I saw this post this morning from Michael Hyatt in which he talks about the tiny difference between hot water and boiling water – one degree. The premise is that that one little degree between 211° and 212° is small, so spend the little bit extra effort and be the winner.
This brought out the physicist in me. It takes one calorie of heat to raise one gram of water one degree. However, to take one gram of water from 212° to 212° steam, it requires 540 calories of additional heat to change the state from a liquid to a gas. The temperature is the same, but the power involved is staggering. It takes more than a little bit of effort to make the change from water to steam. Boiling water, or steam, has so much more power. Steam can power a locomotive where hot water can’t. Steam has 60% of the lifting power of helium and twice of hot air, but isn’t flammable. Hot water has no lifting power. Does this ruin the analogy that it takes only a little more effort to make the difference?
The average margin of victory for the Daytona 500 and Indianapolis 500 is 1.5 seconds. Is the difference only a little extra effort? It appears to be on the surface, but the underlying preparation is the “540 calories” required to change the state from second to first place. How much does the pit crews have to practice to shave off 1.5 seconds from a tire change? Ever watch the elaborate dance of an Indy pit crew? They are as practiced as a Bolshoi Ballet. When Southwest Airlines wanted to learn how to turn planes around faster, they went to the pit crew to learn.
It requires effort and dedication to go from second place to first. Much more preparation, unseen and unheralded is necessary. It may be an tiny bit of difference at the tape, but preparation went into the effort. Last year’s Indianapolis 500 winner, Dan Wheldon may have won by 2.5 seconds, but that is only .023% difference of the entire race that took nearly 3 hours to complete. He had to be .023% better than the next guy over the space of three hours to win. That took a lot of effort and practice by a lot of people.
Now bring it home. Does it take just a tiny little bit of effort to succeed in a goal? Perhaps on a given day, but I think the difference is much larger than that. I am back on a strict diet again, trying to lose the last twenty-five pounds. Believe me, it takes more than a little effort to refuse Twizzlers, cookies and soda everyone tempts me with. I have to expend that extra little bit of effort every minute of every day to reach this goal. I know what I want, but that isn’t enough. I have to expend a tremendous amount of energy to keep myself disciplined. I have to decide several times each day if it is worth it. That isn’t easy.
Hats off to the winners out there. They have made the extra effort. They have added the extra 540 calories to turn water into steam. This is why Hyatt’s recommendations for achieving that little extra on a goal work:
- Choose one goal. Select the one that matters the most to you this year.
- Identify what’s at stake.Why is accomplishing this goal so important—to you?

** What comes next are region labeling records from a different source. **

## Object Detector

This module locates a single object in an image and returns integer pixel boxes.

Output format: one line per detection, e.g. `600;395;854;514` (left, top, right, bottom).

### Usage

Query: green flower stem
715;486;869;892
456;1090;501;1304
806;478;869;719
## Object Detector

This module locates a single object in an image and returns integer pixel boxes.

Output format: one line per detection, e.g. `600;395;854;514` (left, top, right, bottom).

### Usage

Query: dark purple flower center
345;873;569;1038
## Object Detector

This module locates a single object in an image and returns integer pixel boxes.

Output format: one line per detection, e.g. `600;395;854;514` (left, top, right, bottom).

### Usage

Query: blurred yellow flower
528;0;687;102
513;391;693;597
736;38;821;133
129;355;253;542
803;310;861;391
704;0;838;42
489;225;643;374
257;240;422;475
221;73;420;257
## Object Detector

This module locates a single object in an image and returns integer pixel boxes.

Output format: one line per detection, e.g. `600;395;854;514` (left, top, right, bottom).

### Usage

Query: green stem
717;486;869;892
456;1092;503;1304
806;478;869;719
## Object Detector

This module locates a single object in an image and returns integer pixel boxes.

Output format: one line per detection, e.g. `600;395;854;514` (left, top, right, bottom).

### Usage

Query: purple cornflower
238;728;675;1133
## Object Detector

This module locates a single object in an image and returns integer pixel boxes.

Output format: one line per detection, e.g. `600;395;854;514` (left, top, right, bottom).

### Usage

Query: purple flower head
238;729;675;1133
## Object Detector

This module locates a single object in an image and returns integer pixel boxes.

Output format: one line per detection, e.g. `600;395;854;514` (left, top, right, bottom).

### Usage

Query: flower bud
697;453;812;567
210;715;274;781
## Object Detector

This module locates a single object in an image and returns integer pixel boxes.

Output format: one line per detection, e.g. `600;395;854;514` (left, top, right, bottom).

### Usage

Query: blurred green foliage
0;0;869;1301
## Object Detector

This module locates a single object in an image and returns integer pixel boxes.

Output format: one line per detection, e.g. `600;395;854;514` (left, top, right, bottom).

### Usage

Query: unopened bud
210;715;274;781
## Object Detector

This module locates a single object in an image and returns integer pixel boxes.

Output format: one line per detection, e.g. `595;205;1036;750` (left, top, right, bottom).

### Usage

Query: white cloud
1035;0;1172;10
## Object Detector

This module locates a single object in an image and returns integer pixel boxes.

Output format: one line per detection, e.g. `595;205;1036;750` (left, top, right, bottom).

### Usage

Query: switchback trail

- Write down 2-3 key actions. These are the ones that could propel you into the winner’s circle.
- Now execute! Stop planning. Stop stalling. Just get out there and do it.
By doing steps 2 and 3, we add the determination necessary to help make #4 work. If there is a goal that just seems unattainable, try those two steps to help with the dedication. It will add the extra 540 calories needed to take your 212° goal into a 212° success.